If you want to fly in, Manzanillo is close by, making the spot ideal for longer stays. The water here is super warm, the town is big enough to keep you occupied, and it felt chill and safe. It’s a bustling, working town to be sure, but the action is spread around. For people looking for trendy restaurants and more intensive tourist options – maybe not for you. For lazing around, hiking to a viewpoint, and at most taking a drive to a nearby beach, it’s plenty.
Michoacán: This is a wild coast. There are barely any tourist services here. Indeed, there are barely any services at all. In many spots, the mountains plunge right to the sea and it’s a slow route with a lot of winding round dramatic overlooks. Our timing was off and the one place we intended to stay was overrun with New Years revellers, apparently content to sleep on the sand in tents in tightly packed rows. You can press on from Manzanillo to Lázaro Cárdenas in single day and that might be the best choice if intent on continuing on this way – this part of the state, while beautiful in places, has plenty of challenges. Lázaro Cárdenas is big and ugly, but you can get a room there or in nearby Playa Azul. In between, there is almost nothing to be found outside of a few overpriced rentals (I guess, it’s big for surfing). Really, it’s for camping – just not at Christmas or New Years.

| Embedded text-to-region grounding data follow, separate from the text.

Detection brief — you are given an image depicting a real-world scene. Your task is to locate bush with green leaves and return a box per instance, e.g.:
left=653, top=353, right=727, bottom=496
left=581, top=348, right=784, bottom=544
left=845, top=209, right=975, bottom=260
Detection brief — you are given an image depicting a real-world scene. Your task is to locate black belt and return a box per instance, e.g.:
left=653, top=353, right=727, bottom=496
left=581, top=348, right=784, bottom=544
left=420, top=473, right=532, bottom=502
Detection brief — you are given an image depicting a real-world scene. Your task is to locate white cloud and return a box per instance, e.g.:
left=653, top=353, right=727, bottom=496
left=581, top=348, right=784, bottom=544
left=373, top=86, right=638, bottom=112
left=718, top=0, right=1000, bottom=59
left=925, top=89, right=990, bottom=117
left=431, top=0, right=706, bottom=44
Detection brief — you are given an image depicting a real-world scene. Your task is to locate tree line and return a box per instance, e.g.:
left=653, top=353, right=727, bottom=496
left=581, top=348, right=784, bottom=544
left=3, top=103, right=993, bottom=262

Zihuatanejo: If you’ve gone this far, you have to press on to Zihuatanejo and Ixtapa. The former is a former fishing village on a fabulous bay turned minor tourist hit, the latter, the attempt of the Mexican government to construct a new mega-resort town from scratch. That second description doesn’t sound like a winner, but the two places compliment each other well, separated by a 20 minute drive and a hilly headland.
We stayed in Zihua. It’s a proper town that has the benefit of numerous beautiful beaches, good dining options, and hot hot weather. This is Guerrero so expect to feel the presence of the military here more than a place like Jalisco. In our stay, we never felt a shred of danger, but it’s not that kind of danger. It’s big and flashy and hopefully stays to other cities and lawless mountain roads. This place is kind of like a smaller Vallarta or what Sayulita might be able to be if it had a bit more room to expand. It was nice to see gringos again (to be honest) and some have been coming here for years – it’s just one of those places. I wouldn’t stay in Ixtapa, but they have wonderful paved trails for biking/running/walking. There is a beach behind the resorts, but it’s not the kind the you want. Way at the far (north) end, you can find a bit of wilderness if you want a change.
From here, Acapulco is not too far away, but it’s a place now perpetually on the ‘do not visit’ list. Then after a long stretch you can get to beaches in Oaxaca. In between, I don’t know, it’s kind of off the map. Overall, it’s not the way you want to go. Better to head inland (here or maybe back in Colima) and change things up.
*Not quite accurate. We’ll be back to the Pacific way south in Oaxaca on the trip home, but we’ll tackle that on its own.